In the quiver setting, one starts from a quiver $Q$ and has the Kac's polynomial $a_{Q,\alpha}$ s.t $a_{Q,\alpha}(q^r) $ equals the number of absolutely indecomposable representations of $Q$ over $\mathbb{F}_{q^r}$ with dimension vector $\alpha$.
In nice situations,(i.e $\alpha$ is indivisble) this polynomial turns out to be also the Poincare polynomial of a generic (Nakajima) quiver variety $\mathfrak{M}(\alpha)$. This is roughly obtained as a symplectic reduction from the space of representations $R(\overline{Q},\alpha)$ of a quiver $\overline{Q}$ s.t $R(\overline{Q},\alpha)=T^*R(Q,\alpha)$.
As $\mathfrak{M}(\alpha)$ is pure and with just even cohomology, the Poincare polynomial is also the number of points $\mathfrak{M}(\alpha)(\mathbb{F}_{q})$.

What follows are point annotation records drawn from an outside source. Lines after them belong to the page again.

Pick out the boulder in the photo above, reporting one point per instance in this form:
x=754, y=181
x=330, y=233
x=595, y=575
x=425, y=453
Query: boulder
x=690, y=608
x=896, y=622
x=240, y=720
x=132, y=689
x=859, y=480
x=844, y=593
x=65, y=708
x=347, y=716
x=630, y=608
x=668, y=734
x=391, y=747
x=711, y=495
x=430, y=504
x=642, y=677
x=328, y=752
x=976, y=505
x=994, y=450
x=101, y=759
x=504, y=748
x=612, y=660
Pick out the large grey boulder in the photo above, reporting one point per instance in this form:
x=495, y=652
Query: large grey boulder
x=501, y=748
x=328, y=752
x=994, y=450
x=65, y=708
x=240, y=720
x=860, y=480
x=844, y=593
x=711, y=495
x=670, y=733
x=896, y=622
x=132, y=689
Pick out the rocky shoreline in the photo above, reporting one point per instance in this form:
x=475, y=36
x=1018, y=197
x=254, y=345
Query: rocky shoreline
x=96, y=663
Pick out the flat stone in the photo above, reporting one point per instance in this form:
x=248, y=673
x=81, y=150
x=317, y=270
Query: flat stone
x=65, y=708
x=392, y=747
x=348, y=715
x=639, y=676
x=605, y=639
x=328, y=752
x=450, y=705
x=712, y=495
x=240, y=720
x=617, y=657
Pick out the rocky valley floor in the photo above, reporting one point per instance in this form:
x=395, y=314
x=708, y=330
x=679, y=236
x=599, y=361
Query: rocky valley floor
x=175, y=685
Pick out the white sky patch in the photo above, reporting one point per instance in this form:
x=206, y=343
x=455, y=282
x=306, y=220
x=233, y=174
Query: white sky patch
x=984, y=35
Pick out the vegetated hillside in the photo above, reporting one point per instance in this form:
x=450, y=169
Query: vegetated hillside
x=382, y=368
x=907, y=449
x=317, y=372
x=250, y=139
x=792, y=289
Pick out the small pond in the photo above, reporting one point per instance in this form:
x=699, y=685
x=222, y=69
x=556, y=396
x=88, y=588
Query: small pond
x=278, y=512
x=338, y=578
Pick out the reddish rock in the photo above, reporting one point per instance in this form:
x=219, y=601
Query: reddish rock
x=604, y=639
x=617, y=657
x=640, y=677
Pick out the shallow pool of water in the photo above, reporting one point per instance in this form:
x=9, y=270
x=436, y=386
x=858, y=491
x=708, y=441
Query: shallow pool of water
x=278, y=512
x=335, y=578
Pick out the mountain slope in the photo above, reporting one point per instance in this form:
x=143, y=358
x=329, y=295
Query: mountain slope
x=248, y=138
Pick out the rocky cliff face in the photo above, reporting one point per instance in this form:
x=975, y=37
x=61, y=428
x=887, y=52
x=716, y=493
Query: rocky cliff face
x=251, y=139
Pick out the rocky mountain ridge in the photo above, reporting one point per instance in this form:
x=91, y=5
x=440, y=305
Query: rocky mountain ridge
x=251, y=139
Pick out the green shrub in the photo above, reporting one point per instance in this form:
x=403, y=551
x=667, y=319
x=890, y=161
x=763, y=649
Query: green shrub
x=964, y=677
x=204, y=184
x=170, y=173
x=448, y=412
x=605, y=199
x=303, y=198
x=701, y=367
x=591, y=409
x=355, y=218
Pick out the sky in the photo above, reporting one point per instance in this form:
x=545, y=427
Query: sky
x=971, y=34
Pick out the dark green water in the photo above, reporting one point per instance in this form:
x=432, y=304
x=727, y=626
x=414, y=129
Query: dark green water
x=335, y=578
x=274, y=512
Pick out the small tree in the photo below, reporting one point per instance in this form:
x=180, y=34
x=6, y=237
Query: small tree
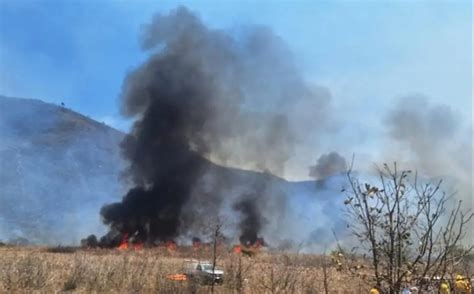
x=408, y=229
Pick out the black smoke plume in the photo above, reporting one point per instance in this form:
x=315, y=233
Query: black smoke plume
x=204, y=95
x=328, y=165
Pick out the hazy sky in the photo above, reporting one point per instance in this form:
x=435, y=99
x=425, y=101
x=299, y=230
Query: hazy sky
x=367, y=53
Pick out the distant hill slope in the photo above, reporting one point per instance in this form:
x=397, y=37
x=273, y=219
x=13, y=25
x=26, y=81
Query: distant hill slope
x=58, y=167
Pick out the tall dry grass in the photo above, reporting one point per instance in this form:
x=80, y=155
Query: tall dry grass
x=111, y=271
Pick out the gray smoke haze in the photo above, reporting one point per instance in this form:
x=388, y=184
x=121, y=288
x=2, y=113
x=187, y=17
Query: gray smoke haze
x=328, y=165
x=208, y=94
x=433, y=139
x=57, y=168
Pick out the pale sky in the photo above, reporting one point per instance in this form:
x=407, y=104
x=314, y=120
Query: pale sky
x=367, y=53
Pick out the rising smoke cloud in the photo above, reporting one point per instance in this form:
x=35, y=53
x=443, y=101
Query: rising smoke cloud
x=432, y=139
x=206, y=94
x=328, y=165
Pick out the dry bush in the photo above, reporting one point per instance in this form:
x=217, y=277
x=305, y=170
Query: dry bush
x=146, y=271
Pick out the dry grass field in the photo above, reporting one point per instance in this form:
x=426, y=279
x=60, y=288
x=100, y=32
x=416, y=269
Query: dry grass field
x=57, y=270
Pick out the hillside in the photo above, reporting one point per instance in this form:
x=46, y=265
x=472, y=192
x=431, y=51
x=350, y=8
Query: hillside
x=58, y=168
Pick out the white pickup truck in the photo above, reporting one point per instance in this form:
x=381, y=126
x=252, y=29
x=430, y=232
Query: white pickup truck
x=202, y=272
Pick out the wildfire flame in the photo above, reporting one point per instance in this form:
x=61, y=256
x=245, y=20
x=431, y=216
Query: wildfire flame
x=196, y=243
x=237, y=249
x=125, y=244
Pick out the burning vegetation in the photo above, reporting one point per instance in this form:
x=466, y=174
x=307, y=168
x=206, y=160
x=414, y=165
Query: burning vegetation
x=188, y=101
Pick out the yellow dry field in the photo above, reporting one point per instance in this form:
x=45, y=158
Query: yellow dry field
x=59, y=270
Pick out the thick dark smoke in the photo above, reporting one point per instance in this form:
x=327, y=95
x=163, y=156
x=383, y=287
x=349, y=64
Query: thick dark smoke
x=328, y=165
x=432, y=139
x=204, y=95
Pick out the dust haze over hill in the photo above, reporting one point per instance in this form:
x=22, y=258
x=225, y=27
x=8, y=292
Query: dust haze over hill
x=59, y=168
x=246, y=105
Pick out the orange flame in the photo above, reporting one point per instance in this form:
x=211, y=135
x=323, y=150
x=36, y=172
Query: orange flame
x=237, y=249
x=177, y=277
x=138, y=246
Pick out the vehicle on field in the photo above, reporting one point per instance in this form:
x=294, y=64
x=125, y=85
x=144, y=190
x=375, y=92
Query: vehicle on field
x=202, y=272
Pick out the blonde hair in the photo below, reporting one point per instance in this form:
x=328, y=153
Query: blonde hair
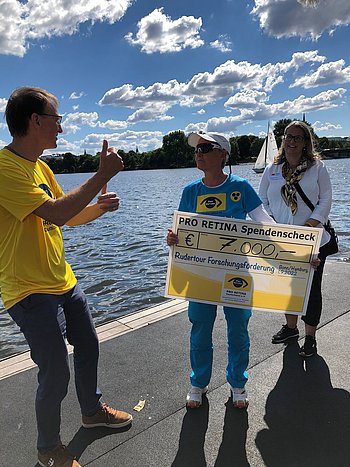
x=309, y=152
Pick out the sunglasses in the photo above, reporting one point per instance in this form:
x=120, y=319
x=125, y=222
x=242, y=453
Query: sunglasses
x=204, y=148
x=296, y=138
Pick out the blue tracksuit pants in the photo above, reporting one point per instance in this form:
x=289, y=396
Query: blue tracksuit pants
x=202, y=316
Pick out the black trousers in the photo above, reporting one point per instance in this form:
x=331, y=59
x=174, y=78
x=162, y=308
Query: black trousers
x=314, y=307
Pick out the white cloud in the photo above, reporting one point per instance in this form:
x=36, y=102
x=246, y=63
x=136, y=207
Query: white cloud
x=113, y=124
x=157, y=32
x=128, y=140
x=13, y=28
x=248, y=99
x=327, y=74
x=318, y=126
x=207, y=87
x=287, y=18
x=21, y=23
x=223, y=44
x=287, y=109
x=75, y=95
x=74, y=121
x=195, y=127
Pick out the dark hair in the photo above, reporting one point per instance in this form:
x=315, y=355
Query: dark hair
x=309, y=150
x=22, y=103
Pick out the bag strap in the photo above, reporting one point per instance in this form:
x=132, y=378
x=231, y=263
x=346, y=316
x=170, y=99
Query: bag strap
x=303, y=196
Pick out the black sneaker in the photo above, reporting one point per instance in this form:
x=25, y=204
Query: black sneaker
x=309, y=348
x=284, y=334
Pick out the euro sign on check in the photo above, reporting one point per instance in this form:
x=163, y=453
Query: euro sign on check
x=242, y=264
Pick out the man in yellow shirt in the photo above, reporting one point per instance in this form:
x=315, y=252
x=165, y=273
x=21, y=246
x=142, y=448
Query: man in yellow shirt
x=38, y=286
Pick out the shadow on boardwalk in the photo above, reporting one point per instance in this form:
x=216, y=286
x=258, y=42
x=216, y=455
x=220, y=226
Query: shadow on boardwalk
x=308, y=420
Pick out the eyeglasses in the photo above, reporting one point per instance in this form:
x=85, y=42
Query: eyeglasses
x=296, y=138
x=204, y=148
x=57, y=117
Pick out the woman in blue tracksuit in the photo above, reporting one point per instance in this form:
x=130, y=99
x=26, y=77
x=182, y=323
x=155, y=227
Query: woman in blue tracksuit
x=218, y=194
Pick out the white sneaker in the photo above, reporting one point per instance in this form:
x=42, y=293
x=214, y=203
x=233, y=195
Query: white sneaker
x=239, y=398
x=194, y=397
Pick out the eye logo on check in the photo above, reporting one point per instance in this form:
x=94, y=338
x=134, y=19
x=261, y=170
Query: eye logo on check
x=238, y=282
x=235, y=196
x=211, y=202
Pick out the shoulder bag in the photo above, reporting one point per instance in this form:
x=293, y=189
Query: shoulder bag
x=330, y=248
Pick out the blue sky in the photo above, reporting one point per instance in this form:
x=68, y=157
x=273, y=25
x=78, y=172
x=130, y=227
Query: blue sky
x=131, y=71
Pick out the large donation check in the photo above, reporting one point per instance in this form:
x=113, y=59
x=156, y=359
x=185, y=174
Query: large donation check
x=242, y=263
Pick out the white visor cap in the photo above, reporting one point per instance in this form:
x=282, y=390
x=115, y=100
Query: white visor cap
x=223, y=142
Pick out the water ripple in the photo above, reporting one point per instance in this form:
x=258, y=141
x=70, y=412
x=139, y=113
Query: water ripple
x=120, y=260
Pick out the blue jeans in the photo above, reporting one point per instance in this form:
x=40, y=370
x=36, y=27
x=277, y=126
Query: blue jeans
x=202, y=317
x=45, y=320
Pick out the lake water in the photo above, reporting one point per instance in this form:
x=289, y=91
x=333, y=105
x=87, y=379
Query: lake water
x=120, y=259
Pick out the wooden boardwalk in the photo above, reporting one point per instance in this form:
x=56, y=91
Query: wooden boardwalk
x=21, y=362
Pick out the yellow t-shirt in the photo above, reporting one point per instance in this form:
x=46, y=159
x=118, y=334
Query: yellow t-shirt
x=32, y=258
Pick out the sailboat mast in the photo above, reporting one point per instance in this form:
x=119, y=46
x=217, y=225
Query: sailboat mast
x=267, y=141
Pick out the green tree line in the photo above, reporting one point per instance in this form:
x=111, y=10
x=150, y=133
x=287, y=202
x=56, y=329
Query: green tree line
x=176, y=153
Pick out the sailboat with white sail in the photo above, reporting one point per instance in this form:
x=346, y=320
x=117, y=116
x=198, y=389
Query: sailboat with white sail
x=267, y=152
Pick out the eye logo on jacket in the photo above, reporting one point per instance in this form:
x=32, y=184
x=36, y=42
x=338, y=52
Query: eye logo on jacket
x=210, y=203
x=235, y=196
x=47, y=190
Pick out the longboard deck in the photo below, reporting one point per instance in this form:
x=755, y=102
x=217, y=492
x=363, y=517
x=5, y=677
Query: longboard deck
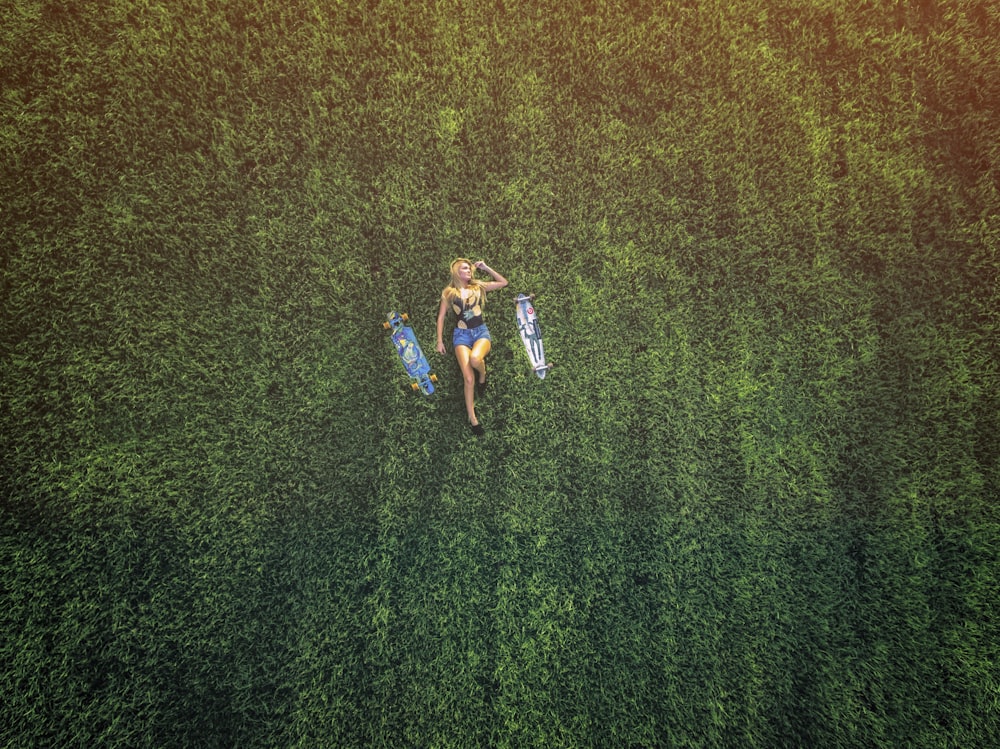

Somehow counting indecomposable objects for $Q$ turns out then to be linked to rational points of the moduli space for a " cotangent problem".
The same thing more or less happens in the setting of vector bundles over a Riemann surface $\Sigma$. Counting absolutely indecomposable vector bundles of rank $n$ and degree $d$ over a reduction $\Sigma_{q}$ of $\Sigma$ over $\mathbb{F}_q$ gives us the rational points of the moduli space of Higgs fields over $\Sigma_q$(at least for coprime $n,d$). The Higgs field moduli stack $\mathcal{M}^{n,d}_{Dol}$ is the cotangent stack to that of vector bundles $\mathcal{N}_{n,d}$(I don't think I'm using the standard or correct notation).
As this is pure too, one can still relate this to the Poincare polynomial of the moduli space of Higgs field over $\Sigma$.
While I can get (more or less ) the combinatorics behind the proof for these facts, I was wondering whether there's a somehow general or geometric explanation for the appearance of somehow the cotangent moduli stack in the count of indecomposable objects.